16
5
Introduction
We've have a few base conversion challenges here in the past, but not many designed to tackle arbitrary length numbers (that is to say, numbers that are long enough that they overflow the integer datatype), and of those, most felt a little complicated. I'm curious how golfed down a change of base code like this can get.
Challenge
Write a program or function in the language of your choice that can convert a string of one base to a string of another base. Input should be the number to be converted (string), from-base (base-10 number), to-base (base-10 number), and the character set (string). Output should be the converted number (string).

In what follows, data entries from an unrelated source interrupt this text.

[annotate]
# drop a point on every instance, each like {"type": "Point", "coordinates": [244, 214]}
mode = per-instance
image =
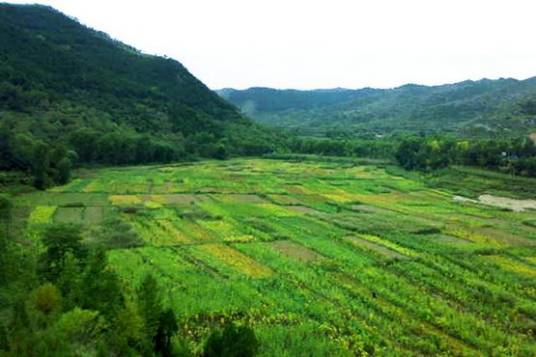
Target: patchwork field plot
{"type": "Point", "coordinates": [320, 258]}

Some further details and rules are as follows:
- The number to be converted will be a non-negative integer (since
-
and.
may be in the character set). So too will be the output. - Leading zeroes (the first character in the character set) should be trimmed. If the result is zero, a single zero digit should remain.
- The minimum supported base range is from 2 to 95, consisting of the printable ascii characters.
- The input for the number to be converted, the character set, and the output must all be of the string datatype. The bases must be of the base-10 integer datatype (or integer floats).
- The length of the input number string can be very large. It's hard to quantify a sensible minimum, but expect it to be able to handle at least 1000 characters, and complete 100 characters input in less than 10 seconds on a decent machine (very generous for this sort of problem, but I don't want speed to be the focus).
- You cannot use built in change-of-base functions.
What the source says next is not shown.